Friday, January 21, 2005

The Dubious Hockey Stick

Thanks to Slashdot for this MIT Technology Review article about the flawed mathematics behind global warming. The conventional wisdom about global warming is that human activities creating atmospheric CO2 are rapidly ramping up average temperatures. This is based on work by University of Massachusetts geoscientist Michael Mann and colleagues. Two Canadian researchers, Stephen McIntyre and Ross McKitrick, have found what they think is a fundamental flaw in that: by applying a Monte Carlo simulation to the data, it turned out that any data fed in to the model would tend to create a hockey stick shape! McIntyre and McKitrick tried to get their research published in Nature, but it was ultimately rejected; instead, they self-published on their own website.

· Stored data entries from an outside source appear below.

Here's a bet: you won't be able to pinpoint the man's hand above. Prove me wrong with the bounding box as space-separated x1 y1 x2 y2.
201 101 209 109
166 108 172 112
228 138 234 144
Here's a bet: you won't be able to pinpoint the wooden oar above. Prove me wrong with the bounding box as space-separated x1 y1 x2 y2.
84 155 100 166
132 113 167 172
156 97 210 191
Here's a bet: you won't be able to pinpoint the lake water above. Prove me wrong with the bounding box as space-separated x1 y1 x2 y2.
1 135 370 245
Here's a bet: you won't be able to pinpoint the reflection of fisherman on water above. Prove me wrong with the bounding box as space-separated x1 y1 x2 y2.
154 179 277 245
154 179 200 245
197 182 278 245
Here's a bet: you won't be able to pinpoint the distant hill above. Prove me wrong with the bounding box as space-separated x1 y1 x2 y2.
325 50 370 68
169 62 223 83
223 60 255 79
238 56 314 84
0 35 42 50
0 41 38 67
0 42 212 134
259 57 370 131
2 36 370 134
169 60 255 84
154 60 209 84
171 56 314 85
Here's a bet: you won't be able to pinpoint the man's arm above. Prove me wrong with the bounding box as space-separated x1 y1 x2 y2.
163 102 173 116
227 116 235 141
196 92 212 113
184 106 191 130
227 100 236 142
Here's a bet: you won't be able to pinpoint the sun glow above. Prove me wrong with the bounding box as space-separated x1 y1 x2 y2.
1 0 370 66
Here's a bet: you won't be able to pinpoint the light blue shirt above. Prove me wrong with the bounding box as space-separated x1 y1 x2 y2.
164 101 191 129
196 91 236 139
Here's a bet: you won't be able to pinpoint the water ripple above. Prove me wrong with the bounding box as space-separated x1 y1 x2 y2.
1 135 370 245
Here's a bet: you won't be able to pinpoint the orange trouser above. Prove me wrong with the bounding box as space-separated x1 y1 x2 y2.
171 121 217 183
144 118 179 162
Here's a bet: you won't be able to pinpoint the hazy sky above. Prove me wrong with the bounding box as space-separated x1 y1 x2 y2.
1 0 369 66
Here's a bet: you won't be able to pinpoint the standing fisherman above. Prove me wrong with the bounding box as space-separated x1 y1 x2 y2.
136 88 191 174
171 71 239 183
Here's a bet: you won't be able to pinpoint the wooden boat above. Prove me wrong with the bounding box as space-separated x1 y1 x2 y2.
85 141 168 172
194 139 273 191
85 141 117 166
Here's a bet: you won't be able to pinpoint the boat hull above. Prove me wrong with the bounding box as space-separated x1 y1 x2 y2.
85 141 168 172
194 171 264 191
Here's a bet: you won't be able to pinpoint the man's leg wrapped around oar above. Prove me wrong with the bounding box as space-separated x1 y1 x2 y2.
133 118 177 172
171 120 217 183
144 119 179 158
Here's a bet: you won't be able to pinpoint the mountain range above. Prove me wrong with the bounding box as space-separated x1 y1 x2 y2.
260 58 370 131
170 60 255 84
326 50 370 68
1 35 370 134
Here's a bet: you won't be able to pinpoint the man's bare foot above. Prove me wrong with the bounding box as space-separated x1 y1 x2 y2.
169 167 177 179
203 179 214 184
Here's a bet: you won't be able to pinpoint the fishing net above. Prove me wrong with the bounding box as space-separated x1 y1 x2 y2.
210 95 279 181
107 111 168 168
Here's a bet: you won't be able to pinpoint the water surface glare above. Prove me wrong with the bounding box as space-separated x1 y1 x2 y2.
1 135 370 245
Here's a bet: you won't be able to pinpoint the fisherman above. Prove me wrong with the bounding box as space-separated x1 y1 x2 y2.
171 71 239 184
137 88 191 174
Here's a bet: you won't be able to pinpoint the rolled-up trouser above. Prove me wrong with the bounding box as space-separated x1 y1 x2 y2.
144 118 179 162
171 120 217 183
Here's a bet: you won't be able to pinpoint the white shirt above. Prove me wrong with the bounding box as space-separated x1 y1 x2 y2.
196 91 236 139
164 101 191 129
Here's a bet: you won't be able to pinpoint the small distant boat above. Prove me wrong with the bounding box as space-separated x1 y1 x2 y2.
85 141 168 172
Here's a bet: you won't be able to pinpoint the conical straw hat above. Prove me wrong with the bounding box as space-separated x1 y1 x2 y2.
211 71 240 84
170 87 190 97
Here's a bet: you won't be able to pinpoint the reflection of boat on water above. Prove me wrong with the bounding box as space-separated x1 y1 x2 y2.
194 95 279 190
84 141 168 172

In some fairness to Mann, that same Slashdot article posts a link to a story rebutting McIntyre and McKitrick's work. He points out an egregious error in an earlier work in a different paper (part of the code used for the modeling incorrectly uses radians rather than degrees, which the raw data is in), but even so, I remain skeptical. As with a lot of environmentalists, there's an itch to throw ad hominems around, which John Quiggan, the author of this piece, scratches in public. Given the apparent difficulty with which McIntyre and McKitrick had in publishing their article, one wonders what the full story, as told by Nature, would be. Moreover, in a note dated January 7, 2005, they write

It is now conceded, for instance, that MBH98 used a decentering procedure that elevated the role of a small group of hockey stick-shaped proxies from the low-order PC#4, right up into the dominant PC#1. This raises a host of important questions about the robustness of the MBH98 results, and one unimportant question. Mann's posting focuses on the unimportant one and hammers at it with furious energy. Our papers will raise and address the important questions, as well as the unimportant one.